You need to work the speed side from the ground up. First, get a competent sprint coach and develop general athleticism, acceleration, and max velocity (no more than 7/8 seconds of intense work with full recovery). This is your 'speed base'.
Then extend that out with longer reps with full recovery. Eg 200m pace reps are like 4x150m all-out with up to 10min rest. This morphs into Special Endurance 1, say 4x250m all-out with up to 12min rest, and SE2 like 2x50sec very hard with 20min rest.
At the same time as you build the 'speed base' you acquire a multi-level 'endurance base' starting from easy running, through shorter, faster 'effort runs', to your long intervals at 5/3k pace. Some believe that 10k pace ('cruise') high-end aerobic intervals are useful to do year long. Even Snell considered this the one change he would make now.
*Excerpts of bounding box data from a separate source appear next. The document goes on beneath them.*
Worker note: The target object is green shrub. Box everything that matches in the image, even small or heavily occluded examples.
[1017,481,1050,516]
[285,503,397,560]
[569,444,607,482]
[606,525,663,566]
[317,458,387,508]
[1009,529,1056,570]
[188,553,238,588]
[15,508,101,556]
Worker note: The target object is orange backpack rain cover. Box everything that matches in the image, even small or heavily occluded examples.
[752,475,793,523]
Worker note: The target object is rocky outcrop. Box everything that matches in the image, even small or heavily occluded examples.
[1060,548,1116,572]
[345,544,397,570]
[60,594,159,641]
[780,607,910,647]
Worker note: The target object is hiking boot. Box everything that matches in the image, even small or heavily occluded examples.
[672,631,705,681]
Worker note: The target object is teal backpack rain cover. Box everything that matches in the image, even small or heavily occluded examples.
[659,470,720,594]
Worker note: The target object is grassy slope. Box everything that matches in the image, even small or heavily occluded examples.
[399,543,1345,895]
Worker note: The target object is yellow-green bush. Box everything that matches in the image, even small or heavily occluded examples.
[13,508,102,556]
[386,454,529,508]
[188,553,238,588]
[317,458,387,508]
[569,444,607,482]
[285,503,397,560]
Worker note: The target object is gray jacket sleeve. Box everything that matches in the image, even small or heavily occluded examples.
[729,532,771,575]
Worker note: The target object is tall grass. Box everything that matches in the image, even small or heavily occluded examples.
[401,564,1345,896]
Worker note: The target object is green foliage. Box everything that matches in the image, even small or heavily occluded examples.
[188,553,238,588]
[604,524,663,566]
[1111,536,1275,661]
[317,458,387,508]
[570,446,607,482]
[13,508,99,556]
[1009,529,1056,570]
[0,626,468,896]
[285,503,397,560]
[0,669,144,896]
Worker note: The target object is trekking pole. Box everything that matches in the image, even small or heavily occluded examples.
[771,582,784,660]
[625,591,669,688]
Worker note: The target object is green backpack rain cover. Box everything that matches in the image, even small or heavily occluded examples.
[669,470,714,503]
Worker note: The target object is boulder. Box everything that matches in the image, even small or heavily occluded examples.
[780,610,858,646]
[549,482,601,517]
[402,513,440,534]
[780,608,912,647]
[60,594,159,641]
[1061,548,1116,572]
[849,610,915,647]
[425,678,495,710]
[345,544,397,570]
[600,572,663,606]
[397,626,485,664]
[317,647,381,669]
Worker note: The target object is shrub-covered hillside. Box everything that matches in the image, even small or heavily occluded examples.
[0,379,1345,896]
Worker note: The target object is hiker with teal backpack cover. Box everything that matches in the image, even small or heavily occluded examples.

Having got an endurance base, and simultaneously, got as fast as you can (the 'pure speed' you refer to), and having extending that pace out as far as you can in single bursts with the full-rest reps, you can do whatever sort of partial-rest 8 and 15 pace reps you like to build up the ability to withstand acidosis. Of course racing itself is the most specific of all. Your BMC did a study that showed five 8 or five 1500 races were necessary before a peak performance.